A small crowd had gathered in their path. An African American woman in her early twenties was trying to pull herself loose from what appeared to be her boyfriend. He was a hard-looking man, also in his early twenties, wearing a green military jacket. Every time she jerked away from him, he’d grabbed her sleeve or her wrist. Each time she tried to free herself from his grasp, he got a little bit rougher.

“Please, K.C. Let me be.”

“You’re not going anywhere.” As he tussled with her, his fist struck her across the cheekbone. She stopped struggling.

Villanueva and his son slowed to take in the scene. For some reason, the man caught Nick staring at him.

“What you looking at?” he asked Nick. His voice was menacing. “I asked you a question.” Nick was speechless.

Villanueva walked through the circle of onlookers until he was standing in front of the man.

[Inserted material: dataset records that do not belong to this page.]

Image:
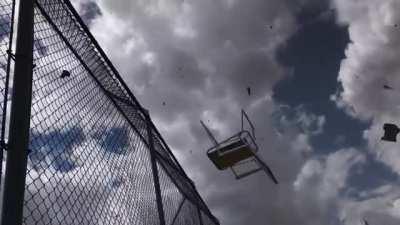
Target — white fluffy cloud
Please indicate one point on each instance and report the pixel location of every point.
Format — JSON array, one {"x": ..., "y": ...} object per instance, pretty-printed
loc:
[
  {"x": 372, "y": 63},
  {"x": 190, "y": 60}
]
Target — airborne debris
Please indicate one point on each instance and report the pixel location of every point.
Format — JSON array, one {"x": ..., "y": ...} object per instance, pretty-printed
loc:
[
  {"x": 65, "y": 73},
  {"x": 387, "y": 87},
  {"x": 390, "y": 132}
]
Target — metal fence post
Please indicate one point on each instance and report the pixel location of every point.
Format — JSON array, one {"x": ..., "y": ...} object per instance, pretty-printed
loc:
[
  {"x": 155, "y": 170},
  {"x": 14, "y": 185},
  {"x": 199, "y": 212}
]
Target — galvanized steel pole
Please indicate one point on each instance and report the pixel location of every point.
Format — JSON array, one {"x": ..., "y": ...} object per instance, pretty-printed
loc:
[
  {"x": 14, "y": 185},
  {"x": 154, "y": 169}
]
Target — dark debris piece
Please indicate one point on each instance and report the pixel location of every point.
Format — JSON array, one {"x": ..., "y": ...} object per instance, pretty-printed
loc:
[
  {"x": 387, "y": 87},
  {"x": 65, "y": 73},
  {"x": 390, "y": 132}
]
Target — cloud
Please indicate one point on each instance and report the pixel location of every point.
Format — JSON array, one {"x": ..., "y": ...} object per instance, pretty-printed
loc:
[
  {"x": 186, "y": 61},
  {"x": 191, "y": 60},
  {"x": 371, "y": 63}
]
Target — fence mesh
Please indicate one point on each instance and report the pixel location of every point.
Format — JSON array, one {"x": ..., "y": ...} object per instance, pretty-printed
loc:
[{"x": 89, "y": 158}]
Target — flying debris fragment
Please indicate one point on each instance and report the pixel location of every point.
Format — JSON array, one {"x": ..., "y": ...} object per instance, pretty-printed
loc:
[
  {"x": 391, "y": 131},
  {"x": 365, "y": 222},
  {"x": 65, "y": 73},
  {"x": 387, "y": 87},
  {"x": 239, "y": 152}
]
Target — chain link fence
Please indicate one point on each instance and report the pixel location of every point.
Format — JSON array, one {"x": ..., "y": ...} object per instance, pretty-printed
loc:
[{"x": 95, "y": 157}]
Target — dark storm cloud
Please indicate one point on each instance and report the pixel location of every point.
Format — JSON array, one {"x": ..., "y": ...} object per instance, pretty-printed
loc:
[{"x": 89, "y": 10}]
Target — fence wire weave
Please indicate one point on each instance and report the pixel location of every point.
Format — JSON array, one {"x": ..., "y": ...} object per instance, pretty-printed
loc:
[{"x": 90, "y": 157}]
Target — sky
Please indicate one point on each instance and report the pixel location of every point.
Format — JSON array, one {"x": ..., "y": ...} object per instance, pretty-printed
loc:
[{"x": 316, "y": 71}]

When Nick realized what his father was doing, he regained his voice and called after him.

“Dad.” Too late.

The woman and man both looked surprised when they saw Villanueva appear at their sides. Her cheek was red and swelling.

“Who the fuck you think you are, fat man?” the man asked Villanueva.

“She wants to go. Let her go.” Villanueva said. He sounded as though he was explaining the most reasonable thing in the world.

“I get it, you think you’re Dr. Phil and shit. I have been itching to kick some ass.”

The woman looked panicked. She turned to Villanueva, “You best bugger out. He whacked.”

“You want to go,” Villanueva said to her. “Go.” With that, he stepped between the stunned couple, looking the man in the eye. His girlfriend, if that’s who she was, stared for a second and then turned and started walking away fast. After she’d passed the onlookers, she broke into a run. She didn’t look back.

The man glared at Villanueva. His jaw muscles bunched.

“You want to get all in my business, motherfucker,” he said. “I should cap your ass right here.”

With that, he swept back his fatigue jacket and put his hand on the barrel of a pistol.

“Dad, come on,” Nick pleaded from the periphery. He was so scared he had tears in his eyes.

There was a
whoop, whoop
from a police car, and the flashing lights of the cruiser started dancing across the scene. The man removed his hand from his gun and punched Villanueva hard in the chest. Villanueva had braced himself for the blow, which was a lot like a defensive lineman trying to bust through the line. He didn’t budge. The man looked at Villanueva, incredulous, doing his malevolent best to look threatening but clearly unnerved. Villanueva stared back.

“All right, let’s break it up.”

As the patrolman approached, the man broke off his stare and stalked off. Villanueva watched him for a moment and then found Nick in the dispersing crowd.